The poor little hat fell off the tractor into the windrow of barley hay on that crisp summer morning, and was baled up that night into a big round bale weighing around 1,000 pounds. Then the lonely, neglected hat waited until wintertime when our cows were fed this particular bale of barley hay that housed the little hat (who had been wondering all the time if he would be sold to someone else, or get to stay on the farm). The cows, of course, did not find this bit of fleece very delectable, and let it fall to the bottom of the feeder, or tossed it out into the muck. The feeder was dumped out and moved when the muck got too deep around it.

Maybe the feeder had been placed in the part of the field that was fenced in to become garden this year. Maybe the little hat found its way into the smelly manure (pardon me, fertilizer) pile which was then used in the garden. Maybe one of the cows found the hat and wore it proudly this winter, but then lost it while hiding it from Mason when he came out to feed them.

However it actually got into the garden, Merritt ran the tractor and disc over it numerous times before the little hat unearthed itself in the last discing on Saturday. If it hadn’t shown up then, we might have found it while planting corn. Or it might have waited to show itself when we cleaned up the garden in the fall. Apparently fleece doesn’t decompose very well.

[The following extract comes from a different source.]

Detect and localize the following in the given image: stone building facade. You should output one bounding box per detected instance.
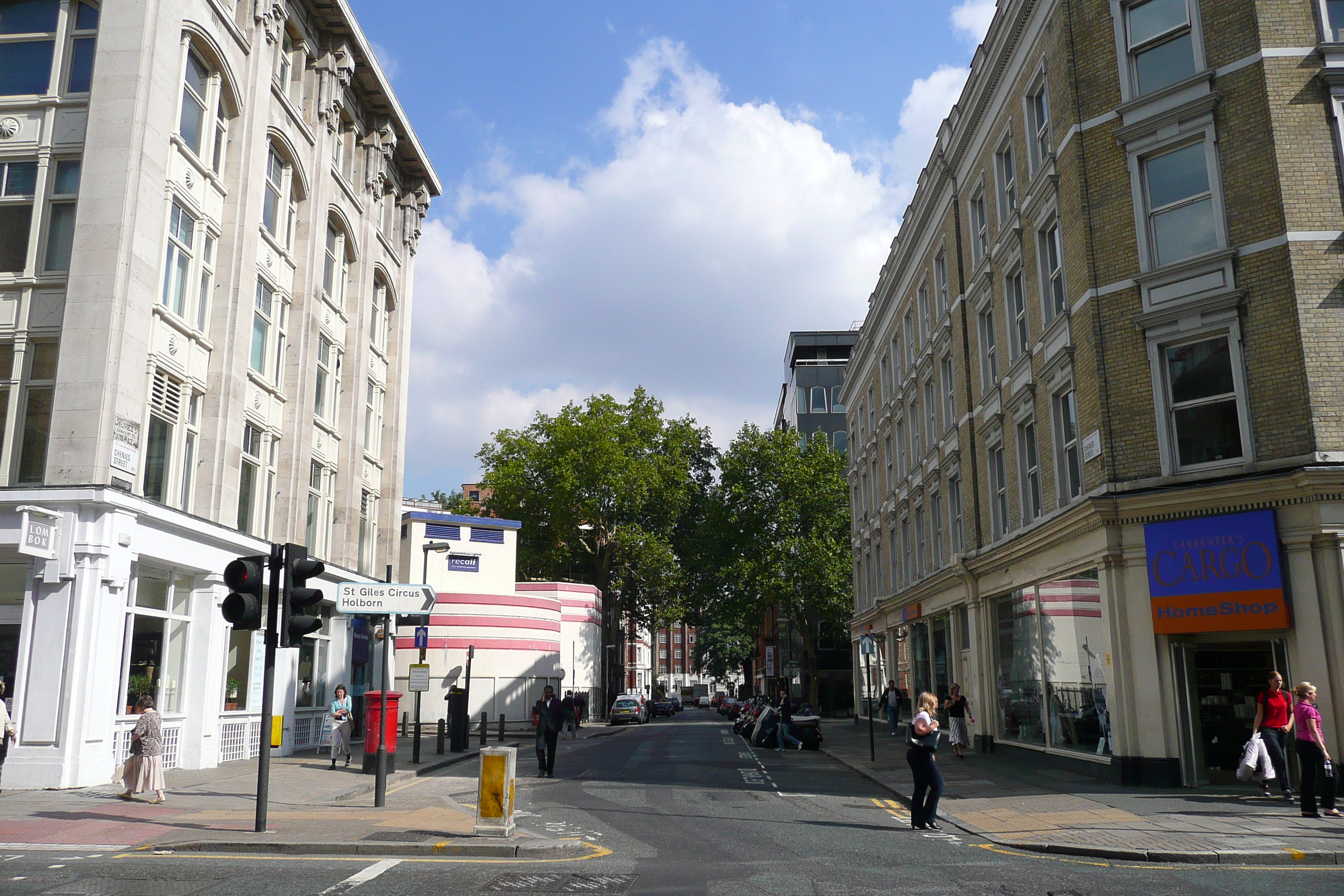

Maybe we should have re-staged the discovery for an advertisement movie we could have sold to Lowe Alpine. Maybe I should send in the story and ask for a free hat. Or maybe I’ll just make sure my hubby wears it when he goes out irrigating in the cold. But no more losing hats while raking–they’ll be using the new tractor for raking this year, and it has an enclosed cab (and a heater)!

(I can’t find a picture of either of us wearing the amazing, self-resurrecting fleece stocking cap. But I’ll try to add a picture to this post of a favorite picture of Merritt and me from our courtship days, where he’s wearing his signature red hat which nothing can replace.)